3. Cinnamon bark extract

One more example is cinnamon, where IND02 compounds – which are isolated from the bark have showed antiviral action against viruses such as H1N1 and H3N2.

Currently, researchers at the department of pulmonary medicine at Zhongshan Hospital and Fudan University are investigating the binding kinetics and affinity of IND02 to the receptor binding domain (RBD) of the COVID-19 spike protein by the biolayer interferometry binding assay.

“Based on the many mechanistic and pre-clinical studies, IND02 is expected to exert its action both on the viral entry as well as on the host immune modulation via reducing the oxidative stress and injury to the respiratory milieu in the infected patients,”​ Ghosh said.

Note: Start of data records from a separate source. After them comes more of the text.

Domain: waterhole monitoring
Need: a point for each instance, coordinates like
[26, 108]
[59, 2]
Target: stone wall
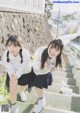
[33, 28]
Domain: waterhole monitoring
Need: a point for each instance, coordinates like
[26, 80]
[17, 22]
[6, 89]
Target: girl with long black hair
[45, 59]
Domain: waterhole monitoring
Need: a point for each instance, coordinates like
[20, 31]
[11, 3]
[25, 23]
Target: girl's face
[14, 50]
[53, 52]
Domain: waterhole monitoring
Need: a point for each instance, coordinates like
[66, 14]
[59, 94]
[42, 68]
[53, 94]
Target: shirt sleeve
[26, 64]
[7, 65]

Although nutraceuticals offer multiples possibilities, he said that based on the existing scientific output, he did not support any direct claims on a particular supplement that claim to prevent or treat COVID-19.

4. Micronutrients and phytochemicals​ 

Gupta and Dr Anish, on the other hand, have pointed out how vitamins A, B6, C, D, E, astaxanthin, polyphenols from the pomegranate extract, glutathione, ginger, and garlic could be important nutrients to build up the immunity.  

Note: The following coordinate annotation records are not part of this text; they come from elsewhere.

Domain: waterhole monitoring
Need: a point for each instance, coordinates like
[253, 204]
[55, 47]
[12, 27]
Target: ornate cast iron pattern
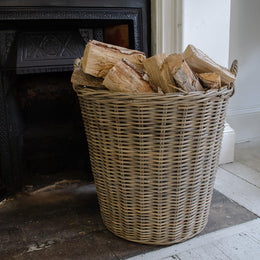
[6, 41]
[86, 34]
[4, 137]
[44, 49]
[59, 13]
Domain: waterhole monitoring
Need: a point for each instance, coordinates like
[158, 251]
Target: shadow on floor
[63, 222]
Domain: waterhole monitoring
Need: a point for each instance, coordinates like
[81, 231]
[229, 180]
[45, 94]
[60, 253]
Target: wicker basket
[154, 159]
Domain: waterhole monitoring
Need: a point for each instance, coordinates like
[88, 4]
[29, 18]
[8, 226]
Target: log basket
[154, 158]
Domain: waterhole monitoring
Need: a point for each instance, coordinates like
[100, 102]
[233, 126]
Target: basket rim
[92, 92]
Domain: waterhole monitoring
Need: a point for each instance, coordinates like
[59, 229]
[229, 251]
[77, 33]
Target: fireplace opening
[42, 137]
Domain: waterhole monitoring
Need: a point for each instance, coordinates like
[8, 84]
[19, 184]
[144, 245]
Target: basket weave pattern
[154, 159]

They cited research​ recently published in Progress in Cardiovascular Diseases​ on how certain nutraceuticals may help to provide relief for people infected with encapsulated RNA viruses, such as influenza and coronaviruses.

They added that luteolin, apigenin, quercetin, and chlorogenic acid were “among the topmost bioactive photochemical with potential anti-viral activity against coronaviruses and influenza”.

“These have multiple sources and it is important to identify the nutraceuticals with the most potent bioactivity.

“In view of the absence of an approved anti-viral therapy or preventive vaccine for COVID-19 and limited treatment options for influenza, nutraceuticals and phytochemicals must be the focus of anti-viral research,” ​they said.

5. Palmitoylethanolamide (PEA)

Gencor Pacific will be conducting a human clinical trial to validate the benefits of PEA in Australia during the winter season.

The trial will also study the impact of PEA on the symptomatic relief of flu symptoms. 

According to Venkatesh, existing literature has shown that the PEA has anti-inflammatory and painkiller properties. One of the key mechanisms if through mast cell degranulation.